Rewrite PageScrapeBot
Contributors: Athar Hameed, Ali Aslam, Arif Iqbal, Hassan Javeed, Laiq Jafri, Mohammad Ghufran, Umar Sheikh
What (summary)
The current PageScrapeBot is part of a large Java tomcat process running on our database master. We want to rewrite it in ruby and move it off of the database master. Rewrite PageScrapeBot is one Task in the larger WhoisRefresh Project.
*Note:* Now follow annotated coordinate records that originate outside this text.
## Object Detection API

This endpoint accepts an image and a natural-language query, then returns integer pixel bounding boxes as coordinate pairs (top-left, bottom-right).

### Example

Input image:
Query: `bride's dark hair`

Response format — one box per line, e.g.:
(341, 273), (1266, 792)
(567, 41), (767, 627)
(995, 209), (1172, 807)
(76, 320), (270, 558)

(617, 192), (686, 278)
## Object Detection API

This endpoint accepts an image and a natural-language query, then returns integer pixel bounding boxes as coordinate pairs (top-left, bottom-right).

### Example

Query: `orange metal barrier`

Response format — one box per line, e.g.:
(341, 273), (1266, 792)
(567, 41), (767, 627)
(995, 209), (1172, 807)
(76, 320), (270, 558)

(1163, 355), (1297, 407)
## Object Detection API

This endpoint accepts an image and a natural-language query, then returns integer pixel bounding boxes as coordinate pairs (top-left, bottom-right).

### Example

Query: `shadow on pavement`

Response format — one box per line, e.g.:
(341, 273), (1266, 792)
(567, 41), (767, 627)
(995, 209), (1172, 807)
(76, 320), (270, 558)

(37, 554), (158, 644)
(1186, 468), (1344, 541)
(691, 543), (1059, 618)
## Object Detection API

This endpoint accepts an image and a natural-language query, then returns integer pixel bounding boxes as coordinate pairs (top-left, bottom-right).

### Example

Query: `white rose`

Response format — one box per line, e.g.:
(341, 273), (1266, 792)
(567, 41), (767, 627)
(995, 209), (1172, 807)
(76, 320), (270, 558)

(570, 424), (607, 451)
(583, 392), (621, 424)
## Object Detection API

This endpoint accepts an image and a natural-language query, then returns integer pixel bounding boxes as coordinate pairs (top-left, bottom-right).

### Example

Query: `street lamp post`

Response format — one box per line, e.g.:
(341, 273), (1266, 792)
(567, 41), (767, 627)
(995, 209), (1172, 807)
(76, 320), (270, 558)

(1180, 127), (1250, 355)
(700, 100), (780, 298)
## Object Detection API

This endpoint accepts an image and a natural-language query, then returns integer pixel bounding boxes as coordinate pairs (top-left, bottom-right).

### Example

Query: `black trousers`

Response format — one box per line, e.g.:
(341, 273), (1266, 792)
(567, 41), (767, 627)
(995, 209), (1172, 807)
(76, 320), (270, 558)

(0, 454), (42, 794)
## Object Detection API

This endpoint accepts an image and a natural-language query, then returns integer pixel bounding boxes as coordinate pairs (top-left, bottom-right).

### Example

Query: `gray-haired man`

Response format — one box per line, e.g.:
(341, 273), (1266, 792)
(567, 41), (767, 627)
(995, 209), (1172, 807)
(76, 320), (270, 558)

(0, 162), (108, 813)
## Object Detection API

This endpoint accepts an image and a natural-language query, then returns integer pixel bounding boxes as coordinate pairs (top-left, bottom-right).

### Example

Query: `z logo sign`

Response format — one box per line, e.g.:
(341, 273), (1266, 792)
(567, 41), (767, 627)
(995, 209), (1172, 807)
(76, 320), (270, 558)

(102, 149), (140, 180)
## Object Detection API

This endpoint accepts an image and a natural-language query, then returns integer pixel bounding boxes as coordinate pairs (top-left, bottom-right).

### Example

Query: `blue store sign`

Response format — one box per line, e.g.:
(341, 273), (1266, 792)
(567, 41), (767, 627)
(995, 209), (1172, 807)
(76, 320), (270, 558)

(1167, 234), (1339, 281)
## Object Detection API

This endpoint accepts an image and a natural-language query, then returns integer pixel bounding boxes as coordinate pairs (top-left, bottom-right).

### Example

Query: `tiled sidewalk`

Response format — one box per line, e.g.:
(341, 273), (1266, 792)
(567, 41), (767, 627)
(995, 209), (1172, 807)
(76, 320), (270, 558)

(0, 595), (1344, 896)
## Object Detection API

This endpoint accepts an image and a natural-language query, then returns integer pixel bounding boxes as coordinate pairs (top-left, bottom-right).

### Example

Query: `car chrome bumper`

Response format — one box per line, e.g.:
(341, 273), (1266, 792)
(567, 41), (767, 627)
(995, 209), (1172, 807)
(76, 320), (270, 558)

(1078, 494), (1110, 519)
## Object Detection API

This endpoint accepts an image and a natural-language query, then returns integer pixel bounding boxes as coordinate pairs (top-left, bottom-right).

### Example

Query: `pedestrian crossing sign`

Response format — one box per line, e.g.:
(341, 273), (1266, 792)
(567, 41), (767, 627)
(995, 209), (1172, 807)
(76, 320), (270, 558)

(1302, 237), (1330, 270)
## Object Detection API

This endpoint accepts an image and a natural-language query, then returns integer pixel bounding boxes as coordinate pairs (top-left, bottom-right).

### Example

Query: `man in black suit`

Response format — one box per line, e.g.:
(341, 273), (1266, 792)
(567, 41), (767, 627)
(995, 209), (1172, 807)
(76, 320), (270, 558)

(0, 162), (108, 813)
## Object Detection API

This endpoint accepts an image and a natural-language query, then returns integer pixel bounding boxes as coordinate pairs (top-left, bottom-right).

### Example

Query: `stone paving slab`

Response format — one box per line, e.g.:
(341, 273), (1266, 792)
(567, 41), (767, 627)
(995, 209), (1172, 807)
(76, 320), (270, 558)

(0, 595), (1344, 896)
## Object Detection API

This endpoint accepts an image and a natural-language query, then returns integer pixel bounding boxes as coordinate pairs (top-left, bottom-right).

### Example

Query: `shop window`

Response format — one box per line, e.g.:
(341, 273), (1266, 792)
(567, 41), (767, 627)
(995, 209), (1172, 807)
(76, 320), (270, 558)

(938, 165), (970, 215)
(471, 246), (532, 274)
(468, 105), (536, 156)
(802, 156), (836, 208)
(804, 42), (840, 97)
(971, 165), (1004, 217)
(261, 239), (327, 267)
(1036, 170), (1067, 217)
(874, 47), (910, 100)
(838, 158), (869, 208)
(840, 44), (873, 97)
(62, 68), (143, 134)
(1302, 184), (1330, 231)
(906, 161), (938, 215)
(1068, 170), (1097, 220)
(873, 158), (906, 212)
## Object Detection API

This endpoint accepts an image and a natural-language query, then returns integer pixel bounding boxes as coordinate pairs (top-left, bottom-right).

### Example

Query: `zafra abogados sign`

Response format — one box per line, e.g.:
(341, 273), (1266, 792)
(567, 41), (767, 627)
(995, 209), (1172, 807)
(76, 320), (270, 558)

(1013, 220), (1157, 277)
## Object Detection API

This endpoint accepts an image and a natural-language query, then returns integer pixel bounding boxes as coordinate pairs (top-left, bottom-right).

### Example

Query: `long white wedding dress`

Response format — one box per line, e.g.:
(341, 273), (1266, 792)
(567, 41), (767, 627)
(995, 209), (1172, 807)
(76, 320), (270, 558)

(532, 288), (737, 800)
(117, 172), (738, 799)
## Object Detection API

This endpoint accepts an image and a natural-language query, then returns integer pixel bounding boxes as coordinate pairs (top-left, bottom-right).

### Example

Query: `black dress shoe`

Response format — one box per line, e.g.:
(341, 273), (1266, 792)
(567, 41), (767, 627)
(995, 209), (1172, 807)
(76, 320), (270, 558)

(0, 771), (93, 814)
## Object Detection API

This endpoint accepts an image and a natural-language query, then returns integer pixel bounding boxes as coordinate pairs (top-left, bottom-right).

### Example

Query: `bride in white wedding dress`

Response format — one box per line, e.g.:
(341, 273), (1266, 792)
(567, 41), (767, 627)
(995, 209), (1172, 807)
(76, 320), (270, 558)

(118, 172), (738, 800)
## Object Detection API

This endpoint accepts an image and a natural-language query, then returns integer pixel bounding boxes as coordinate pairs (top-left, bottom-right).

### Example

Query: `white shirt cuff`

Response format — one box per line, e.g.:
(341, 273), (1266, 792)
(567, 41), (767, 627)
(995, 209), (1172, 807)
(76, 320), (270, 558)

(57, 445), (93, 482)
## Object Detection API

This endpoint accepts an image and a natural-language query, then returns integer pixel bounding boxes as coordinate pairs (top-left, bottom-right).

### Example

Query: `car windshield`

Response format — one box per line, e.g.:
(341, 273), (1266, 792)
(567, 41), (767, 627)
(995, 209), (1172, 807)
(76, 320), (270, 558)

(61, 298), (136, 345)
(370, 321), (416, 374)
The bot currently goes and gets the whois record from alexa, crawls the site looking for a logo, meta information for category guessing, looks for "aboutus" information on the site and several other things, then dumps all of that information into the database from where it is collected and reassembled by the PageCreationBot.
Why this is important
- Gives us mastery over our technology. We can change it easily (e.g., add amazon books that mention the domain), or adapt it for a different problem.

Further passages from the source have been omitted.